These three sci-fi novels from the dawn of the twentieth century are among the first works of fiction to imagine visiting other planets.
A Honeymoon in Space: Lenox, the Earl of Redgrave, has invented a flying ship with the power to break free of Earth’s gravity. But before taking to the stars, he has some personal business to attend to—namely, wooing an old flame. The lady in question is Zaidie, a woman about to be forced into a loveless marriage. Stealing her away, Lenox takes her out of this world. George Griffith’s accounts of other planets are spectacularly imaginative—from subterranean civilizations on the moon to the warlike Martians to the musical inhabitants of Venus.
A Journey in Other Worlds: This philosophical sci-fi novel by John Jacob Astor follows a stockholder of the Terrestrial Axis Straightening Company across the solar system. On Jupiter, Astor creates a world of gushing volcanoes, crashing waterfalls, and otherworldly flora and fauna. In contrast, his Saturn is an introspective land. Astor’s vision of a future with levitating trains, a police force equipped with cameras, and an interconnected network of phones, solar power, wind power, and air travel is astonishingly prescient.
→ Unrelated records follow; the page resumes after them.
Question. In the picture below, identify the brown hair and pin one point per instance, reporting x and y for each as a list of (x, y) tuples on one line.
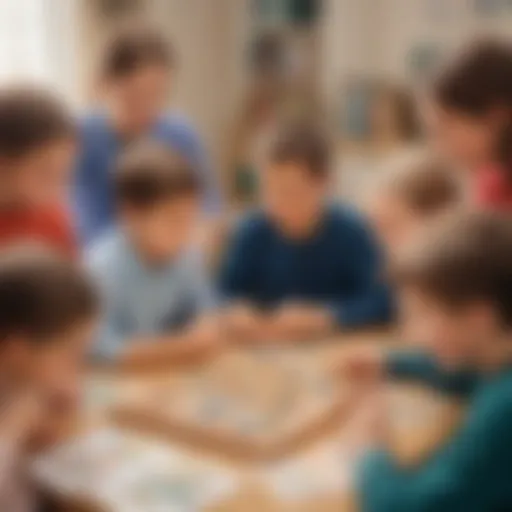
[(41, 294), (466, 257), (427, 187), (134, 46), (478, 81), (30, 118), (304, 144), (149, 172)]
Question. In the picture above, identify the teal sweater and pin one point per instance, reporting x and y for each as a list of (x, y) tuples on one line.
[(472, 473)]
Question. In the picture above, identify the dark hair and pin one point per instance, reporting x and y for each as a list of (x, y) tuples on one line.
[(41, 294), (134, 46), (30, 118), (428, 186), (149, 172), (304, 144), (466, 257), (479, 80)]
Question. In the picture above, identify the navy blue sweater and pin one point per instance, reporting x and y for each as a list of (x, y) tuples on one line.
[(338, 268)]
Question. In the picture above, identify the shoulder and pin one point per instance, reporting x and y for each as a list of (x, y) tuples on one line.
[(104, 256), (494, 402), (347, 223)]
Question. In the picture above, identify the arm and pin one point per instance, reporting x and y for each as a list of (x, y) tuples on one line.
[(422, 367), (199, 159), (471, 474), (371, 302), (239, 272)]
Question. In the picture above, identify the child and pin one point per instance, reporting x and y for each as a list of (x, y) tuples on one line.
[(301, 267), (412, 197), (47, 313), (153, 280), (136, 72), (455, 290), (473, 122), (36, 151)]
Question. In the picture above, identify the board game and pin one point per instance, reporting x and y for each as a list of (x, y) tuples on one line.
[(254, 404)]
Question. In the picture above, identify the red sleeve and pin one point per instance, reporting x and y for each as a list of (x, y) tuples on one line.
[(62, 233)]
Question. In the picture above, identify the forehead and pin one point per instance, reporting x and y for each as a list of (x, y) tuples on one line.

A Princess of Mars: An Arizona prospector, John Carter suddenly finds himself transported to Mars in the first novel of Edgar Rice Burroughs’s Barsoom series. The shift in gravity gives Carter superhuman powers—and he’ll need them! The red planet, called Barsoom by its inhabitants, is in the grips of civil war. To save the legendary Princess Dejah Thoris, Carter must defeat legions of giant, four-armed, green barbarians and travel thousands of miles across a landscape populated with monstrous flora and fauna.